Las imágenes capturan elementos como enredaderas enroscadas en tuberías, paisajes de tierra y basura, una bicicleta sobre un tronco de árbol, puestos callejeros con animales de plástico, plantas dentro de vitrinas y semillas expuestas en recipientes a lo largo de la acera. Estas fotografías funcionan como intervenciones de trompe l'oeil, difuminando la frontera entre la imagen y el lugar, según informó la Galería Marian Goodman.
Naturaleza y ciudad: una relación simbiótica
La exposición explora la relación entre la naturaleza y el entorno urbano construido, no como opuestos, sino como sistemas que se moldean mutuamente de forma continua. Para Orozco, el concepto de "naturaleza" se entiende en un sentido amplio: como materia orgánica, pero también como descomposición, entropía y rastros de la actividad humana. Este tema ha sido recurrente en su obra reciente.
La curadora Gabriela López Dena señaló: “Las imágenes ofrecen una reflexión sutil y poética sobre las ciudades contemporáneas como entornos en constante evolución. Aunque la fotografía ha sido durante mucho tiempo un elemento central de la obra de Orozco, Public Nature representa un nuevo y significativo capítulo en su relación con este medio”.
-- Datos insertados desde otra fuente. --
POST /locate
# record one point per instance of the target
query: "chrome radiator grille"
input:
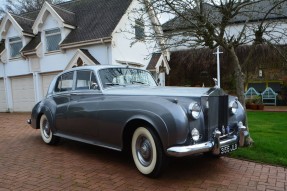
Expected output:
(216, 114)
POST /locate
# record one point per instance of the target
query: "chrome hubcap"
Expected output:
(144, 151)
(46, 129)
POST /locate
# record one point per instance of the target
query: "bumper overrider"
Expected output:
(217, 146)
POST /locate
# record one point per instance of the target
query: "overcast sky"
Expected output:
(162, 18)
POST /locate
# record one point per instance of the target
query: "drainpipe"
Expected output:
(8, 91)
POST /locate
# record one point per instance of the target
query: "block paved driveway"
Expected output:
(26, 163)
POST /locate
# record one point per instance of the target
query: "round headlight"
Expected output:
(195, 110)
(233, 107)
(195, 134)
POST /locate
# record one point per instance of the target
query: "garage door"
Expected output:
(23, 93)
(3, 106)
(46, 80)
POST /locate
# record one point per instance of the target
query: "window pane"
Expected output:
(15, 49)
(53, 42)
(53, 38)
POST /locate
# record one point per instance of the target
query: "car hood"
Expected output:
(163, 91)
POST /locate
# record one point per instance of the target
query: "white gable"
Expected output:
(42, 18)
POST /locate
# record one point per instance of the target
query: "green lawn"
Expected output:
(269, 132)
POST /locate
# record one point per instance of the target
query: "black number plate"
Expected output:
(228, 148)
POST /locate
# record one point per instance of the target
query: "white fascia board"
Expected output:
(87, 42)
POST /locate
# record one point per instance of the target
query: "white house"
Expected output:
(36, 46)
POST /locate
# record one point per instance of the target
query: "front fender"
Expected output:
(168, 120)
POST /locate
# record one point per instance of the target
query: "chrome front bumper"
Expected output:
(211, 146)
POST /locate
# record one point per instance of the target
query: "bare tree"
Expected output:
(225, 23)
(23, 6)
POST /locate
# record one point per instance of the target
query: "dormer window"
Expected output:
(15, 46)
(53, 38)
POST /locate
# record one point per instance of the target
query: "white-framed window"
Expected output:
(139, 29)
(15, 46)
(53, 38)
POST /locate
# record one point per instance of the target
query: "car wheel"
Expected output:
(147, 152)
(46, 132)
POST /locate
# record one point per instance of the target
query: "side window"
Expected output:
(85, 80)
(64, 82)
(15, 46)
(53, 38)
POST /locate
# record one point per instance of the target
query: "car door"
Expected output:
(62, 93)
(82, 110)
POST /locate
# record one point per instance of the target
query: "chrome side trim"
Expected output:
(180, 151)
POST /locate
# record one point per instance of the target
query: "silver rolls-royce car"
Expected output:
(122, 108)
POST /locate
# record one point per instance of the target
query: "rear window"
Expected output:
(64, 82)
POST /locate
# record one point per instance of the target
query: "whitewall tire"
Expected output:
(147, 152)
(46, 132)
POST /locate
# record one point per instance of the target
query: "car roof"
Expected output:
(99, 67)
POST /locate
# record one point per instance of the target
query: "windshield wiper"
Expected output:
(114, 84)
(138, 82)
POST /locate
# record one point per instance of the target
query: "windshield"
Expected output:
(125, 76)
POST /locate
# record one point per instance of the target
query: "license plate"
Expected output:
(228, 148)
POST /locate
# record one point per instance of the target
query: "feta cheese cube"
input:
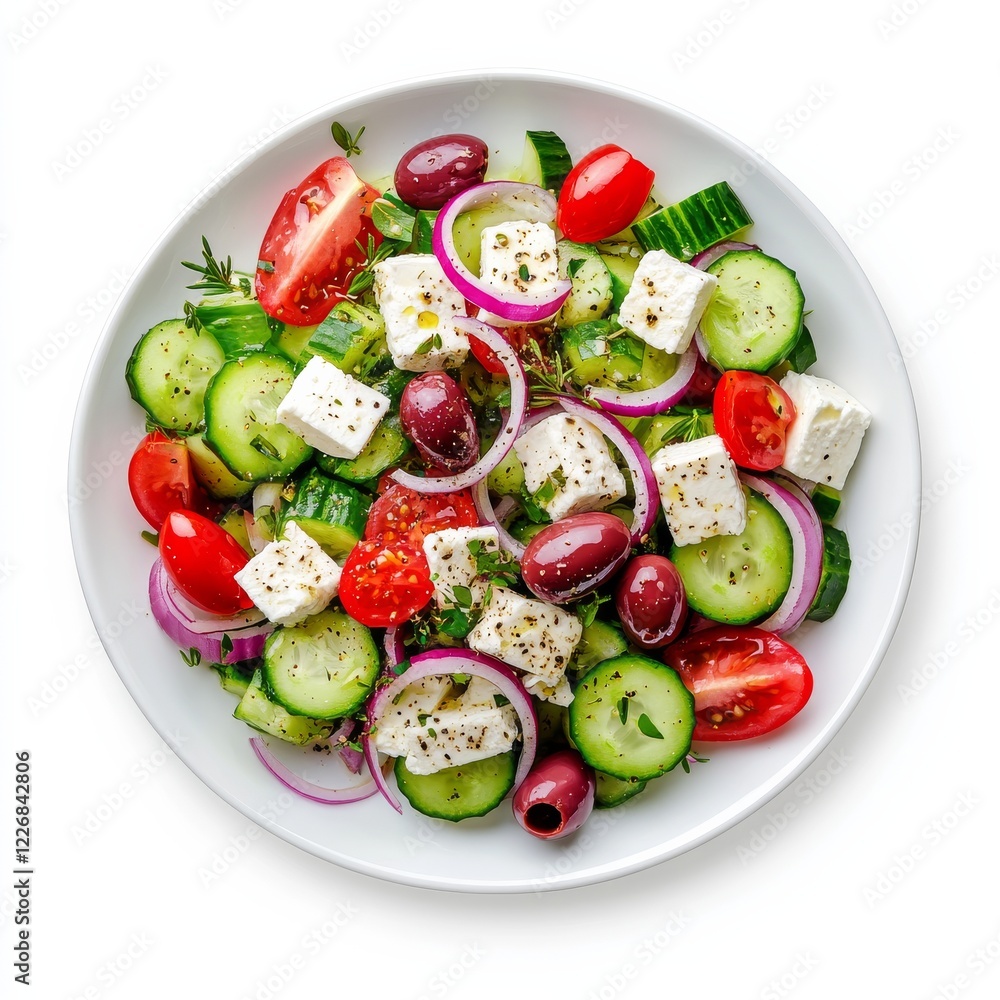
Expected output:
(665, 301)
(455, 730)
(825, 436)
(452, 563)
(572, 457)
(700, 490)
(531, 635)
(418, 304)
(519, 257)
(331, 410)
(291, 578)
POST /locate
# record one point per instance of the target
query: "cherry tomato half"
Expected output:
(161, 479)
(200, 557)
(309, 254)
(746, 682)
(385, 583)
(403, 514)
(602, 194)
(752, 415)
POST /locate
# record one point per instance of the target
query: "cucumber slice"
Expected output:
(324, 667)
(168, 372)
(600, 641)
(460, 792)
(754, 318)
(694, 224)
(739, 578)
(632, 717)
(834, 576)
(385, 447)
(331, 512)
(611, 791)
(258, 711)
(212, 473)
(591, 294)
(242, 427)
(546, 160)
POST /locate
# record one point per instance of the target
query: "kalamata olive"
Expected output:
(574, 555)
(651, 601)
(556, 797)
(437, 417)
(434, 170)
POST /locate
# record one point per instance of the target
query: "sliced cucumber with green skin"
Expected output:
(267, 716)
(834, 576)
(754, 318)
(694, 224)
(546, 160)
(591, 294)
(169, 371)
(611, 791)
(622, 260)
(459, 792)
(241, 418)
(324, 667)
(600, 641)
(331, 512)
(632, 717)
(739, 578)
(212, 472)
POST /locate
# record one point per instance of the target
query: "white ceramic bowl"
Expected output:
(679, 811)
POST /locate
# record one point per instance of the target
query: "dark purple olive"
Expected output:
(573, 556)
(556, 797)
(651, 601)
(434, 170)
(437, 417)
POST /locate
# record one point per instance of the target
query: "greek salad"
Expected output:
(500, 488)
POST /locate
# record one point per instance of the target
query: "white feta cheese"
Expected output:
(665, 301)
(452, 563)
(700, 490)
(451, 731)
(519, 257)
(291, 578)
(572, 457)
(331, 410)
(825, 436)
(533, 636)
(418, 304)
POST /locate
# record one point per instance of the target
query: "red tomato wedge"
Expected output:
(309, 254)
(746, 682)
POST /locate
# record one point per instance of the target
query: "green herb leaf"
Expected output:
(347, 142)
(647, 728)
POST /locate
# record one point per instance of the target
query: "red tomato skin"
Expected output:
(602, 194)
(200, 557)
(385, 583)
(309, 248)
(161, 479)
(733, 666)
(402, 514)
(752, 414)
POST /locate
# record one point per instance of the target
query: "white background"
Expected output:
(873, 875)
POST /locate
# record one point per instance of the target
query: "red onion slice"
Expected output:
(455, 661)
(647, 494)
(807, 551)
(528, 202)
(191, 628)
(649, 401)
(308, 789)
(498, 451)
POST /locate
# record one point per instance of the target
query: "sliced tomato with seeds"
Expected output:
(385, 583)
(746, 682)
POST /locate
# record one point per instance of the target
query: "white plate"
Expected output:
(678, 812)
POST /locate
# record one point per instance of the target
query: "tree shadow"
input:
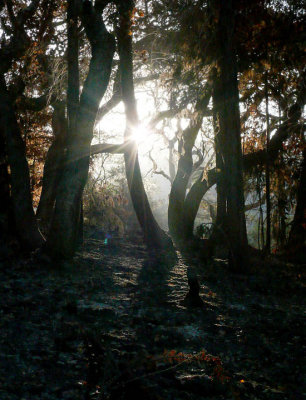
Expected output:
(153, 279)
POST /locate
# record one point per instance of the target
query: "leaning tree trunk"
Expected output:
(53, 168)
(226, 103)
(26, 225)
(250, 161)
(63, 235)
(154, 236)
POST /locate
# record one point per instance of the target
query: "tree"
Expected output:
(62, 238)
(153, 234)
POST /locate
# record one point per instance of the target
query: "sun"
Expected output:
(140, 134)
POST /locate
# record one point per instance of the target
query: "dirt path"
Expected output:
(111, 325)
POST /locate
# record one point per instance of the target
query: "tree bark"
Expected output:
(53, 167)
(7, 224)
(154, 236)
(63, 235)
(24, 216)
(226, 103)
(297, 236)
(184, 169)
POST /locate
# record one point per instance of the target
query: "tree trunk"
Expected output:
(218, 227)
(177, 224)
(7, 224)
(53, 168)
(26, 225)
(226, 103)
(297, 236)
(153, 234)
(191, 205)
(63, 236)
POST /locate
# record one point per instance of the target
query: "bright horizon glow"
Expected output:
(140, 134)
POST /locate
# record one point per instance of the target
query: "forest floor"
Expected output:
(111, 325)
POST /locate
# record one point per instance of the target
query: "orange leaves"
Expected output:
(173, 357)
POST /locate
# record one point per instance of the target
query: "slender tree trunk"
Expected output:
(226, 101)
(63, 236)
(268, 197)
(153, 234)
(53, 168)
(297, 236)
(192, 204)
(221, 188)
(24, 216)
(7, 224)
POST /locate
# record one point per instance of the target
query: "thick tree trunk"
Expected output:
(24, 216)
(53, 168)
(63, 236)
(250, 161)
(226, 103)
(176, 221)
(154, 236)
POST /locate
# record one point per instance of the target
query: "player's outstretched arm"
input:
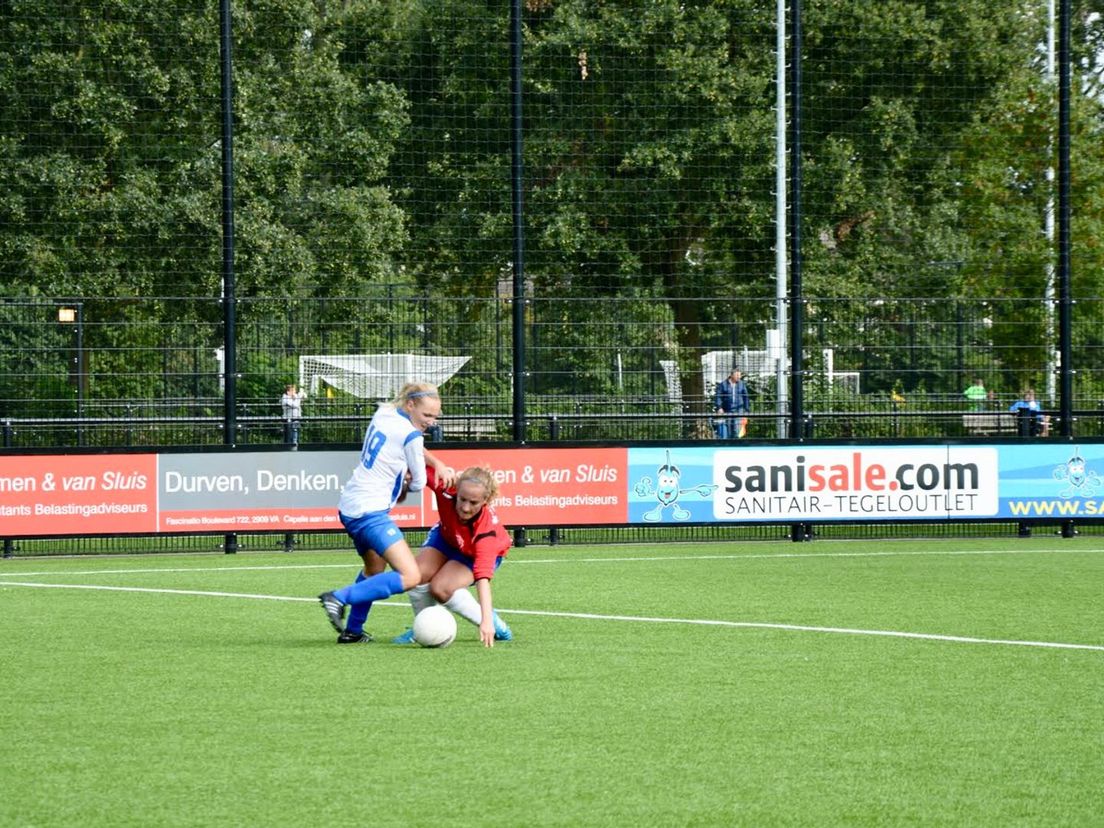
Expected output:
(446, 475)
El proceso creativo detrás de las imágenes
Orozco capturó estas imágenes mientras paseaba por espacios públicos, fiel a su estilo de trabajar más allá de los límites del estudio y prestar atención a los detalles ignorados de la vida cotidiana. El artista comentó el año pasado a Excélsior que tiene dos compromisos: “El primero es cotidiano, de estar trabajando, de ser una persona relativamente libre y que puede entender lo que nos rodea. El segundo es comprender que quienes reciben la obra de arte son los que la finalizan, la activan; los individuos que conectan con determinados objetos”.
Una experiencia interactiva para el público
Las personas que caminan por las calles de las tres ciudades estadounidenses, ya sea de prisa hacia sus trabajos, haciendo ejercicio, en bicicleta o paseando a sus perros, activarán las instalaciones de Orozco al observarlas. Dependiendo del ángulo de visión, podrán apreciar una obra distinta, ya que Orozco utiliza las imágenes como material escultórico para reconfigurar la experiencia espacial de la ciudad.
La exposición estará en exhibición hasta el 6 de septiembre de 2026, ofreciendo a los transeúntes una oportunidad única de interactuar con el arte contemporáneo en su entorno cotidiano.